The above code is a flexible starting point. One could substitute GradientBoostingClassifier
for DecisionTreeClassifier
to compare performance with a single decision tree, for example (given the correct imports).
We repeated most of our analyses in R using caret
and gbm
, though this is not recommended due to the slowness of R. The boosting code in scikit-learn
is substantially different from and has features not available in gbm
, but the results should roughly be the same. Simply load training.csv.gz
instead of training.h5
in your R code to get started. Hadley's read_csv
function in the readr
package will save substantial loading time.
We recommend using pre-generated files if you wish to run custom analyses. However, if you have multiple CPU cores and large amounts of RAM (48+ GB), you can re-generate these files in about an hour. It is possible to use less RAM at the cost of slower generation time -- email me.
TargetFinder requires:
- Python (tested 3.5.1)
- scikit-learn (tested 0.17)
- pandas (tested 0.17.1)
- numexpr (tested 2.4.6)
- pytables (tested 3.2.2)
- bedtools (tested 2.25.0)
We recommend the Anaconda Python distribution, and specifically the minimal Miniconda installer.
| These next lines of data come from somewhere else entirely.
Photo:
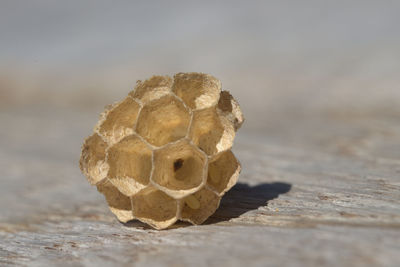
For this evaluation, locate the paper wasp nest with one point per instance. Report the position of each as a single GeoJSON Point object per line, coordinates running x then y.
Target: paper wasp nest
{"type": "Point", "coordinates": [163, 153]}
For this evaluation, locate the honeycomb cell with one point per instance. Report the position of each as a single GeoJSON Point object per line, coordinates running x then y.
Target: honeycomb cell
{"type": "Point", "coordinates": [163, 120]}
{"type": "Point", "coordinates": [155, 208]}
{"type": "Point", "coordinates": [230, 109]}
{"type": "Point", "coordinates": [211, 132]}
{"type": "Point", "coordinates": [153, 88]}
{"type": "Point", "coordinates": [92, 162]}
{"type": "Point", "coordinates": [119, 120]}
{"type": "Point", "coordinates": [196, 208]}
{"type": "Point", "coordinates": [179, 168]}
{"type": "Point", "coordinates": [119, 204]}
{"type": "Point", "coordinates": [130, 164]}
{"type": "Point", "coordinates": [197, 90]}
{"type": "Point", "coordinates": [223, 172]}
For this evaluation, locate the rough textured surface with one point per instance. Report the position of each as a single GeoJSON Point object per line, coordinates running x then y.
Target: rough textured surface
{"type": "Point", "coordinates": [318, 82]}
{"type": "Point", "coordinates": [164, 152]}
{"type": "Point", "coordinates": [305, 197]}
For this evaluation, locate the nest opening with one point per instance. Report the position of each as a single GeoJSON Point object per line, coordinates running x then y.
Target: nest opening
{"type": "Point", "coordinates": [178, 167]}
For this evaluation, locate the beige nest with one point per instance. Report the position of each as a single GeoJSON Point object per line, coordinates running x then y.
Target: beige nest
{"type": "Point", "coordinates": [164, 152]}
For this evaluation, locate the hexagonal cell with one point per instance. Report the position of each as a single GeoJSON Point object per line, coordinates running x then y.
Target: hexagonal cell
{"type": "Point", "coordinates": [223, 172]}
{"type": "Point", "coordinates": [92, 161]}
{"type": "Point", "coordinates": [197, 90]}
{"type": "Point", "coordinates": [163, 120]}
{"type": "Point", "coordinates": [130, 164]}
{"type": "Point", "coordinates": [179, 168]}
{"type": "Point", "coordinates": [154, 207]}
{"type": "Point", "coordinates": [119, 120]}
{"type": "Point", "coordinates": [196, 208]}
{"type": "Point", "coordinates": [153, 88]}
{"type": "Point", "coordinates": [119, 204]}
{"type": "Point", "coordinates": [211, 132]}
{"type": "Point", "coordinates": [231, 109]}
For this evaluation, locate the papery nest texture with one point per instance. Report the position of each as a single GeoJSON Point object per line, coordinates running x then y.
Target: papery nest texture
{"type": "Point", "coordinates": [163, 153]}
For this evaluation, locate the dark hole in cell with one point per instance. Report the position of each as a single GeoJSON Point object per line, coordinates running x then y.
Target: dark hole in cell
{"type": "Point", "coordinates": [178, 164]}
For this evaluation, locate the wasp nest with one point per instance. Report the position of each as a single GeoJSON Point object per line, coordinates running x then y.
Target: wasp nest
{"type": "Point", "coordinates": [163, 153]}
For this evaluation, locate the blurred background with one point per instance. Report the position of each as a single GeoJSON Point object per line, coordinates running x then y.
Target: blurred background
{"type": "Point", "coordinates": [308, 74]}
{"type": "Point", "coordinates": [291, 57]}
{"type": "Point", "coordinates": [319, 85]}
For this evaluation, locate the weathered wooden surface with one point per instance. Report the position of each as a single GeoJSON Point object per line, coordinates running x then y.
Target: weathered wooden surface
{"type": "Point", "coordinates": [305, 197]}
{"type": "Point", "coordinates": [320, 148]}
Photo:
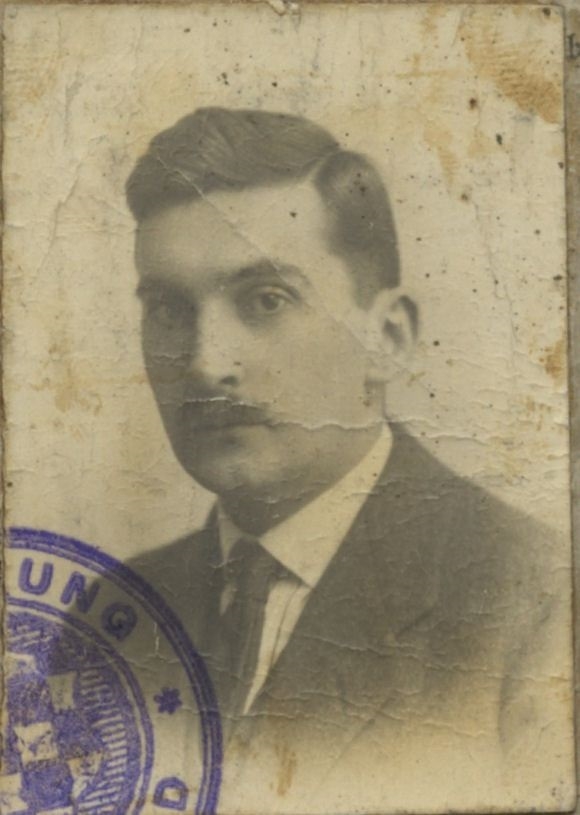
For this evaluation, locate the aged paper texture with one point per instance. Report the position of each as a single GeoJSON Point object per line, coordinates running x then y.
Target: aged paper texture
{"type": "Point", "coordinates": [286, 438]}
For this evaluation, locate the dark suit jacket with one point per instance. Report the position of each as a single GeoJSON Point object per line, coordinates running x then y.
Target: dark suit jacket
{"type": "Point", "coordinates": [435, 603]}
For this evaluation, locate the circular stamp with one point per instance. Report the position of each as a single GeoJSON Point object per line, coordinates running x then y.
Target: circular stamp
{"type": "Point", "coordinates": [108, 709]}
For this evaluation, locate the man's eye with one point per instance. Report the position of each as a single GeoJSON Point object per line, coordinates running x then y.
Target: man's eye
{"type": "Point", "coordinates": [267, 301]}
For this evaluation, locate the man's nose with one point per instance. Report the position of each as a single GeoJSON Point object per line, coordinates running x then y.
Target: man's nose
{"type": "Point", "coordinates": [216, 358]}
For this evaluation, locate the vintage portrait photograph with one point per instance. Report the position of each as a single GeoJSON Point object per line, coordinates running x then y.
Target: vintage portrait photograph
{"type": "Point", "coordinates": [286, 410]}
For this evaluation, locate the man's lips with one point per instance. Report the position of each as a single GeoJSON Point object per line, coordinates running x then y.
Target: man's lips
{"type": "Point", "coordinates": [220, 414]}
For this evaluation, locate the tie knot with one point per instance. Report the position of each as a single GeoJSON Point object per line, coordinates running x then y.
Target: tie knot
{"type": "Point", "coordinates": [249, 561]}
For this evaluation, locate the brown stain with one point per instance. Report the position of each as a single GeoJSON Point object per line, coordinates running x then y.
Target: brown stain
{"type": "Point", "coordinates": [72, 380]}
{"type": "Point", "coordinates": [287, 767]}
{"type": "Point", "coordinates": [514, 68]}
{"type": "Point", "coordinates": [554, 360]}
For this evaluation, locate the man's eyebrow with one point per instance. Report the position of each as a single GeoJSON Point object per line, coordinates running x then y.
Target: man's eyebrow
{"type": "Point", "coordinates": [152, 286]}
{"type": "Point", "coordinates": [268, 269]}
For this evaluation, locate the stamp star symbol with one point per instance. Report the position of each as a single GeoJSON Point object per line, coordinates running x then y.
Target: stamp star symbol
{"type": "Point", "coordinates": [168, 700]}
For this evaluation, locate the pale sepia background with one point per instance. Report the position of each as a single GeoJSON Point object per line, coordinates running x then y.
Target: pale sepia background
{"type": "Point", "coordinates": [474, 164]}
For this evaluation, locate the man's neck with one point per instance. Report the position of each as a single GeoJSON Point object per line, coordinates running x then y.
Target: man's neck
{"type": "Point", "coordinates": [256, 514]}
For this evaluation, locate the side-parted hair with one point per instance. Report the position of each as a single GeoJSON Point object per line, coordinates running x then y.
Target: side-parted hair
{"type": "Point", "coordinates": [235, 149]}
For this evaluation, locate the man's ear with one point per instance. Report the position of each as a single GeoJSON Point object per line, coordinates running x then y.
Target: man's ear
{"type": "Point", "coordinates": [395, 317]}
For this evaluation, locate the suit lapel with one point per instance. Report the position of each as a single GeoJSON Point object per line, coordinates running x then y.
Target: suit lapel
{"type": "Point", "coordinates": [348, 646]}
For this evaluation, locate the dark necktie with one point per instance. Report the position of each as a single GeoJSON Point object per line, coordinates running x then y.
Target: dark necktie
{"type": "Point", "coordinates": [252, 571]}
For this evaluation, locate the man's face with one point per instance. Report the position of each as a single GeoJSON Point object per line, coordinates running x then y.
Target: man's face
{"type": "Point", "coordinates": [255, 347]}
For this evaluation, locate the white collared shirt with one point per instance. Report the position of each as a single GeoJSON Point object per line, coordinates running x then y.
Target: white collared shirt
{"type": "Point", "coordinates": [325, 521]}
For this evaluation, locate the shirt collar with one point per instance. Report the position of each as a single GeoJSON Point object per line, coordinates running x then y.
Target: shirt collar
{"type": "Point", "coordinates": [305, 542]}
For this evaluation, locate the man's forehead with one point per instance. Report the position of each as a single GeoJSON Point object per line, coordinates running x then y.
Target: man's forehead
{"type": "Point", "coordinates": [224, 230]}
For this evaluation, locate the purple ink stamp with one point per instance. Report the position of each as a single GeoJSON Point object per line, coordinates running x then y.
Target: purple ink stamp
{"type": "Point", "coordinates": [102, 687]}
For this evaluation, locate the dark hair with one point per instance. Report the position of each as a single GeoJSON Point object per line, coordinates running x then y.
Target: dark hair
{"type": "Point", "coordinates": [221, 149]}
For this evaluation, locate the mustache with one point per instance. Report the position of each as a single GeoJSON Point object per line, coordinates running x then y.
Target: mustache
{"type": "Point", "coordinates": [221, 412]}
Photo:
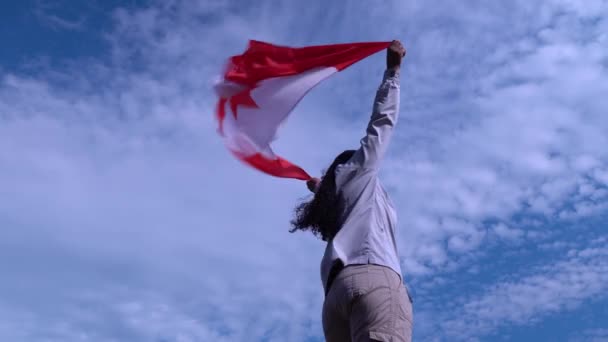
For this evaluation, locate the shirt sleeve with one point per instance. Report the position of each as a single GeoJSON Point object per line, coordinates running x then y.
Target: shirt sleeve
{"type": "Point", "coordinates": [383, 119]}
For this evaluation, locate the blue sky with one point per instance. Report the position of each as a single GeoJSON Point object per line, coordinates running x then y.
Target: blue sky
{"type": "Point", "coordinates": [123, 218]}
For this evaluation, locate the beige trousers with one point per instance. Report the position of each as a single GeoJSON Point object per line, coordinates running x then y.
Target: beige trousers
{"type": "Point", "coordinates": [367, 303]}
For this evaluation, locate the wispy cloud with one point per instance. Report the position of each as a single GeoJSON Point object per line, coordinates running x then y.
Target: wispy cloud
{"type": "Point", "coordinates": [123, 217]}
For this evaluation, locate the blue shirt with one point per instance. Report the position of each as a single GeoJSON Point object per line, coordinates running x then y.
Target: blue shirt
{"type": "Point", "coordinates": [369, 221]}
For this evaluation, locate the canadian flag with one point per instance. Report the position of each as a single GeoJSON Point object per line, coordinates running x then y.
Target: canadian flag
{"type": "Point", "coordinates": [262, 86]}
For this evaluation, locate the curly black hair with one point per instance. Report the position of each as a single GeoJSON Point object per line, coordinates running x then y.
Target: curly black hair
{"type": "Point", "coordinates": [321, 214]}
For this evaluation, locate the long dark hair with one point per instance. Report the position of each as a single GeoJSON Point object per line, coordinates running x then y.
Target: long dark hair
{"type": "Point", "coordinates": [321, 214]}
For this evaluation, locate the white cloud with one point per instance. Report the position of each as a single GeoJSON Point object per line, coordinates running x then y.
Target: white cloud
{"type": "Point", "coordinates": [526, 299]}
{"type": "Point", "coordinates": [112, 173]}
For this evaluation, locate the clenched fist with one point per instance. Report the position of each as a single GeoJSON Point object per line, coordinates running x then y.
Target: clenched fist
{"type": "Point", "coordinates": [394, 55]}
After running the installer and adding Miniconda to your $PATH
variable, simply run
conda install scikit-learn pandas numexpr pytables
Bedtools 2.25.0 or later must also be available in your $PATH
. If you use Homebrew for OS X, brew tap homebrew/science; brew install bedtools
will (as of 2/22/16) install 2.24.0 which is lacking a flag necessary for TargetFinder to run.
To generate fresh training data for a particular cell line and dataset (e.g. K562 with EPW features), run:
./generate_region.sh K562/epw.json
from the repo directory. This will generate enhancers, promoters, enhancer-promoter pairs, and features for those pairs using the JSON configuration file for that cell line and dataset. The resulting training.h5
file can be converted to a compressed CSV using the bundled utils/hdf_to_csv.py
script if desired. Either of the resulting files should be equivalent (modulo random number generation) to pre-generated training datasets in the repository.
Each cell line and dataset (EP, EEP, and EPW) have a JSON configuration file. These are simply key-value pairs in a human-readable format similar to a Python dictionary, and are simple to load in R or Python if desired. For example, the K562/ep.json
file consists of the following:
{
"working_dir": "output-ep",
"training_fn": "training.h5",
"dependent_variable": "label",
"dependent_values": [0, 1],
"sample_name_variables": ["enhancer_name", "promoter_name"],
"nonpredictor_variables": ["enhancer_chrom", "enhancer_start", "enhancer_end", "promoter_chrom", "promoter_start", "promoter_end", "window_chrom", "window_start", "window_end", "window_name", "active_promoters_in_window", "interactions_in_window", "enhancer_distance_to_promoter", "bin"],
"regions": ["enhancer", "promoter"],
"enhancer_extension_size": 0,
"promoter_extension_size": 0
}
This specifies a working directory (relative to the configuration file) where generated files should be placed, the desired name of the training file, the column name of the dependent variable (labels) and what values it takes, column names that should be used as the index (row names) of the training data once loaded, column names that should be dropped before fitting a classifier, what genomic regions to generate features for, and how far to extend enhancers and promoters (in bp).
Since most settings are shared between datasets within a given cell line, we chose a single file (ep.json
) to be the primary configuration from which other configurations inherit. Thus we can define a new configuration (epw.json
) for enhancer, promoter, and window regions (EPW) by overriding just a few settings:
{
"base_config_fn": "ep.json",
"working_dir": "output-epw",
"regions": ["enhancer", "promoter", "window"]
}
This says to read settings from ep.json
but to override the working directory and add window features.